First I say, “I want to describe two different scenarios.  After I have described them you tell me which one will yield better results:”

Scenario A: Two of your close friends who are dating come to you to listen and advise them concerning a problem they are experiencing.

Scenario B: You and your romantic partner are experiencing an identical problem as your friends in Scenario A.

Is it easier to work on your friends’ problems, or is it easier to work on your own?

The unanimous answer I have received over the years is: “It is easier to work on the friends’ problem.”

Next, I ask them, “Why is that?”

A composite of the many answers I have received runs something like this: When you are working on your friends’ problem you are calm, rational, listening carefully and trying to gain insight as to how your friends might resolve their issue.  When you work on your own problem you are typically upset, defensive, perhaps sensitive or needy and your discussion is so emotionally fraught that you don’t have a chance of coming to resolution.

That answer is, of course, right on.

So, let’s make an application to important decisions about relationships—particularly romantic relationships where a choice to continue the move toward marriage or to break off the relationship is imminent.

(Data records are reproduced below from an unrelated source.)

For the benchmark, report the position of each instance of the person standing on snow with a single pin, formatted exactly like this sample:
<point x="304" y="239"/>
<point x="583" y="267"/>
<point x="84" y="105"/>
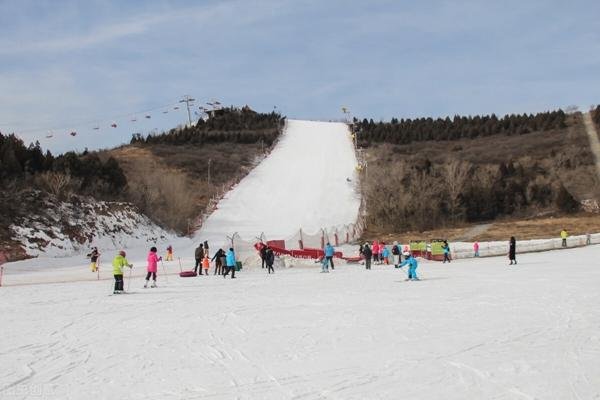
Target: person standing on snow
<point x="375" y="251"/>
<point x="94" y="255"/>
<point x="446" y="249"/>
<point x="329" y="251"/>
<point x="199" y="255"/>
<point x="396" y="254"/>
<point x="218" y="259"/>
<point x="230" y="259"/>
<point x="205" y="264"/>
<point x="270" y="259"/>
<point x="206" y="253"/>
<point x="564" y="235"/>
<point x="412" y="267"/>
<point x="367" y="254"/>
<point x="385" y="254"/>
<point x="263" y="254"/>
<point x="512" y="250"/>
<point x="152" y="267"/>
<point x="119" y="262"/>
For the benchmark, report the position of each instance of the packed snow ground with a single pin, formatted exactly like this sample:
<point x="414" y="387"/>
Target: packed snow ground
<point x="308" y="182"/>
<point x="472" y="329"/>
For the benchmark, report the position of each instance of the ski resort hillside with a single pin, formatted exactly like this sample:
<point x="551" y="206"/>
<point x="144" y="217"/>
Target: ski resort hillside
<point x="307" y="183"/>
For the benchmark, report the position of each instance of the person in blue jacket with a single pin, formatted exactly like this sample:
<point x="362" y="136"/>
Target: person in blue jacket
<point x="329" y="254"/>
<point x="230" y="261"/>
<point x="412" y="266"/>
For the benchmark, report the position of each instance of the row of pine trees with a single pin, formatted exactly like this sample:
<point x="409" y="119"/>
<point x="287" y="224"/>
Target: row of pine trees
<point x="422" y="129"/>
<point x="227" y="125"/>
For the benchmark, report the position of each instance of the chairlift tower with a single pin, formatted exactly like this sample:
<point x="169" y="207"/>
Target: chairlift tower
<point x="187" y="100"/>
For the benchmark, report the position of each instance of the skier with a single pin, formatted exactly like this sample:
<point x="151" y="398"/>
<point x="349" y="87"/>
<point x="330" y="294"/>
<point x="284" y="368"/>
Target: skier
<point x="206" y="249"/>
<point x="263" y="254"/>
<point x="153" y="260"/>
<point x="564" y="235"/>
<point x="270" y="259"/>
<point x="119" y="262"/>
<point x="512" y="250"/>
<point x="94" y="255"/>
<point x="375" y="251"/>
<point x="217" y="258"/>
<point x="169" y="253"/>
<point x="324" y="264"/>
<point x="412" y="266"/>
<point x="367" y="253"/>
<point x="223" y="258"/>
<point x="446" y="249"/>
<point x="329" y="251"/>
<point x="199" y="255"/>
<point x="385" y="254"/>
<point x="205" y="264"/>
<point x="230" y="259"/>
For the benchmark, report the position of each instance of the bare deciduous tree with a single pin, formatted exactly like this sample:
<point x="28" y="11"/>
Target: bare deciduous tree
<point x="456" y="174"/>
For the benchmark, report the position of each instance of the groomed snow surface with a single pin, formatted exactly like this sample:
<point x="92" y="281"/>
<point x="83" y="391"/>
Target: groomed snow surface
<point x="472" y="329"/>
<point x="306" y="182"/>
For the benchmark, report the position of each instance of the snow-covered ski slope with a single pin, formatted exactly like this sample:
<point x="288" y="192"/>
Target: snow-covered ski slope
<point x="307" y="182"/>
<point x="472" y="329"/>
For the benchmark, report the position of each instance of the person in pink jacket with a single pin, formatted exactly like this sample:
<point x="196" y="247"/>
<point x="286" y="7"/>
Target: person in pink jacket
<point x="153" y="260"/>
<point x="375" y="250"/>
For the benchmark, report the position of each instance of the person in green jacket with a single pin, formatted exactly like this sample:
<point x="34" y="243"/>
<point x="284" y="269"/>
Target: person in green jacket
<point x="120" y="262"/>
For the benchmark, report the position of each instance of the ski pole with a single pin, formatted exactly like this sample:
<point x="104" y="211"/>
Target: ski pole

Are partners likely to be emotional when in this type of situation? Absolutely!  They have by this time pretty much experienced the entire array of positive and negative emotions associated with any romantic relationship that encounters the standard array of challenges.  Now if they make a decision about the relationship following a fight how valid is their decision likely to be?  Likewise, if they make a decision following an intensely romantic and wonderful evening, would a decision at that time be any more valid.  It is likely that the emotions of the moment would generate opposite decisions, but both decisions would be flawed.

So, what is the better answer?  First, we would suggest that with the “keen eye and the cool head” that they read through The Compatibility Code and apply the principles presented to issues in their own relationship.  All relationships experience positive and negative emotions, but the urgent questions is, “Are these positive and negative emotions part of the fabric of any relationship, or, do they represent red flags or disqualifiers?

The most frequent issue that couples present to us is, “We’re not clear whether or not this is a serious concern.”

They are certainly asking the right question.  In some instances the book will provide clear answers. In others a session with a counselor might provide better clarity.

However, even with a cool head and a keen eye, your judgment may be flawed.  We all view the world through our own “interpretive filters” and are subject to blind spots—every one of us.  That is why it may be important to consult a counselor or a wise, objective friend who is able to see things you cannot and assist you through them.

In Sum:

  • Don’t make important decisions when emotionally aroused—particularly decisions that have long-term consequences.
  • On relational issues, read The Compatibility Code and make personal application to assess the likelihood of a long-term successful relationship with your partner.
  • Make your choice to marry in the cool absence of emotion.  Once the choice is made be as outrageously creative and romantic in your style of proposal as you like.
  • Recognize your own interpretive filters.  Seek input from a counselor or wise, experienced, objective friends when you’re not sure.